I know that many triathletes -- perhaps because of long hours spent alone on bikes, maybe the hours spent face down in a pool -- have trouble with conversation, at least with normal people. With other triathletes, it can be easier, and the conversation can touch the lofty heights of comparing gels and discussing cassettes and chainrings, perhaps even drifting to the esoteric realms of "what I think about when I am tired" or "how my wife/spouse/other thinks I am weird because I fall asleep at 8". It is really pretty barren territory, even with other triathletes. These are mostly people who think Byron is a place in Australia where there's good surf and regard painting as an optional extra when designing your own carbon frame. I have never gone on a long ride for the conversation, and post-race and post-ride discussions with triathletes and triathlete friends are definitely improved by beer, lots of it.

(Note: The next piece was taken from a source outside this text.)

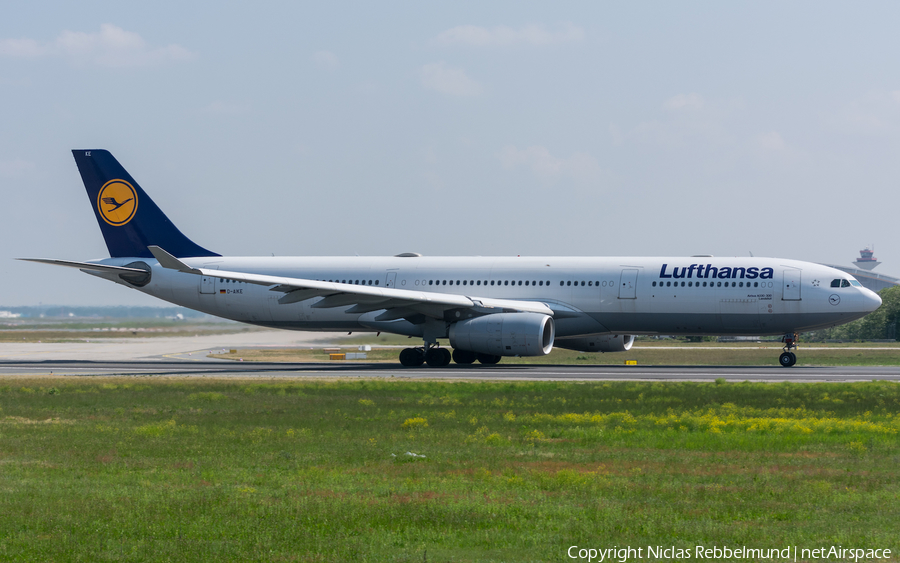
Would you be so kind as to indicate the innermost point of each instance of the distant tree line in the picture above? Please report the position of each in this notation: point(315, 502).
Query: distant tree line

So, I was thinking, is there a universal conversation-starter I can safely recommend to my challenged tri-friends, those for whom an evening out with a favorite male/female/other friend is an experience in terror as time passes with excruciating tediousness, conversations flourish briefly only to die in dismal silence, perhaps enlivened momentarily by a witticism or the sight of a colorful bird, but most likely not, most likely just a sad parade of tired ideas, stunted, inelegant, doomed. How, I wondered, can people with even minimal social skills, start a conversation so lively that it brings everyone into it, evokes shared memories, laughter, maybe even important life-lessons?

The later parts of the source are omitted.